To say there’ve been a few rumors about Apple’s first foray into wearable tech would be the biggest understatement since someone said the iPhone was useful. With everyone hoping and wishing for an iWatch, there’s been nothing from Apple on the topic except for a few possible patent applications and some talks with Nike about their FuelBand.
In recent years Apple has been very tight when it comes to releasing new technology, choosing rather to upgrade what they already offer. While this has led some to believe there’s a lack of innovation at Apple, it should rather speak to their want to only release the best products possible.
While the idea of an iWatch is intriguing, especially for those of us in the tech world, this is a case where the idea of a device trumps the actuality of it. Sadly, we may never see an iWatch and here’s why.
No Add-On Sales
It’s no secret that Apple designs products to sell services and digital goods. The iPhone and iPad are sold and updated the way they are mostly because of the App Store that lives on each of them. The Mac App Store was touted as a perfect solution for OS X users, but at its core is another revenue stream for Apple. While this is far from a bad thing, as we all get a solid benefit from our apps, it shows that Apple only creates new products that make them money far after the credit card bill for the device itself is paid off.
Unlike Apple TV with it’s iTunes connection and iOS devices with the App Store, the iWatch would have very little add-on purchases that could be made after the device it bought. This means that it’s not likely that Apple would put a large amount of development time into the device if there weren’t a long-term profitability solution.
Design vs. Functionality
Most watches today are bought for their looks far more than they are for their ability to tell time. A $1,000 watch will tell time just as well as a $15,000 Rolex, so why do people pay that much more? This comes down to both looks and bragging rights, but goes to show that watches are more about looks than function today.
The problem with smart watches hasn’t been their functionality, but instead their looks. Smart watches like the Pebble and the Samsung Gear 2 are great at features, but severely lack in looks.
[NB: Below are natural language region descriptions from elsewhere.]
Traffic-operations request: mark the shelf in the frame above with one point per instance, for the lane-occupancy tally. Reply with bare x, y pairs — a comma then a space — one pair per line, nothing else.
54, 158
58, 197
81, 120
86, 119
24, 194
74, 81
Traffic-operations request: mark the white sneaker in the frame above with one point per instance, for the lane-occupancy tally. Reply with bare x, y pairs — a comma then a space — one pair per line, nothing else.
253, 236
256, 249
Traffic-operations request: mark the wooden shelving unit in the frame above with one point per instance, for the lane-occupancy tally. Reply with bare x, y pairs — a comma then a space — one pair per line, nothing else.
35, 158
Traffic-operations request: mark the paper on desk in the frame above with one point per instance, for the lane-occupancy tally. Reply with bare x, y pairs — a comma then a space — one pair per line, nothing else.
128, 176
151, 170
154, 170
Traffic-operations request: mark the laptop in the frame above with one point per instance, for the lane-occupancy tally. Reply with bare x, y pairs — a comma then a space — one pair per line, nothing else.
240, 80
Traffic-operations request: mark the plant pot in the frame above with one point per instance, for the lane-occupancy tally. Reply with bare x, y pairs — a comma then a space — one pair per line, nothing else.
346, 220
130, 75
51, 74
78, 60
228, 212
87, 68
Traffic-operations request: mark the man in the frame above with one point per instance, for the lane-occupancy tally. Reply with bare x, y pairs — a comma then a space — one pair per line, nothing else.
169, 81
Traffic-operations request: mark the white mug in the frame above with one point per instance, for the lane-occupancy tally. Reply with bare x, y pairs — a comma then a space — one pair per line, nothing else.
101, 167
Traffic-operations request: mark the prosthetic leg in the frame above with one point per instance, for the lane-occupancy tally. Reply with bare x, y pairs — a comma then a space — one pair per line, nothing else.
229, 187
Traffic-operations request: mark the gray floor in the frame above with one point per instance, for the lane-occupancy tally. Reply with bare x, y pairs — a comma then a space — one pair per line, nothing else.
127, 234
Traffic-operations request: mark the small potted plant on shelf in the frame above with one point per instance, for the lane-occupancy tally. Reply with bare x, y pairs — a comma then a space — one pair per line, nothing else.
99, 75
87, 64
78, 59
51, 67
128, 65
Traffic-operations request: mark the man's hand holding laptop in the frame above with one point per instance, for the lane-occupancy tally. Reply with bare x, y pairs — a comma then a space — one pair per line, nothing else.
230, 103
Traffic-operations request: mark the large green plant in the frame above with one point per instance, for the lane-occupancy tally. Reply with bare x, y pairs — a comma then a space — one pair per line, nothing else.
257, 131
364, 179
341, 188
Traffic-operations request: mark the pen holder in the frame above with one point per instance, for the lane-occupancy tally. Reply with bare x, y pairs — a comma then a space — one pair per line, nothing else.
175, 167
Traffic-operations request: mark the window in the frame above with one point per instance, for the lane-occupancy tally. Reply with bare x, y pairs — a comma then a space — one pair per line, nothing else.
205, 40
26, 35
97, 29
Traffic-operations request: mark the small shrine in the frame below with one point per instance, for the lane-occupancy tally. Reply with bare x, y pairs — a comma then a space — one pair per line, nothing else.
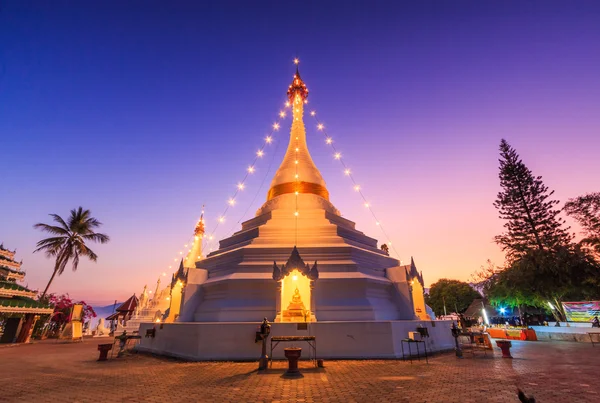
123, 313
295, 282
17, 303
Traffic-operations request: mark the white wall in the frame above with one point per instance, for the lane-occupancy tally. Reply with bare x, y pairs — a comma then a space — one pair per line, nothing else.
235, 341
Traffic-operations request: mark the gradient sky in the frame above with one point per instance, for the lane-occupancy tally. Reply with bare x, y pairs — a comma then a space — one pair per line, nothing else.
144, 111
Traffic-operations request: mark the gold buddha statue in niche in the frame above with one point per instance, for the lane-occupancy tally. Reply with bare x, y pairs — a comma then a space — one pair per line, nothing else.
296, 309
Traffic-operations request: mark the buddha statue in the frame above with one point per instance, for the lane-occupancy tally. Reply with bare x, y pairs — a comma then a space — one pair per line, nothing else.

To add in all the features that would make a smart watch worth the purchase, it generally has to be large enough to house the components as well as a battery that will give the iWatch enough life to last more than a day. This size is a major turn off, and one of the reasons that smart watches haven’t caught on with the enormous iPhone market yet.
Ah, the double-edged sword that is new technology. While we all like to get as much use out of our tech as possible, we still love to get something new and shiny. It’s all we can do to wait for our cell phone contracts to be up so we can get the new and substantially more powerful iPhone, but do we really want to trade watches in this quickly too?
On top of this, the iWatch would ideally have an expensive price tag on it, making it fit more into the long-term purchase category instead of the short-term as other iPhone add-ons do. All this together means that the iWatch could actually hinder iPhone and iPad upgrades, further hurting Apple’s bottom line.
Overall, the iWatch is a great idea for consumers if we ignore the details. Once we see that Apple is in the market of making products that make them money more than just making products we love, it’s a pretty safe bet that the iWatch is never going to happen.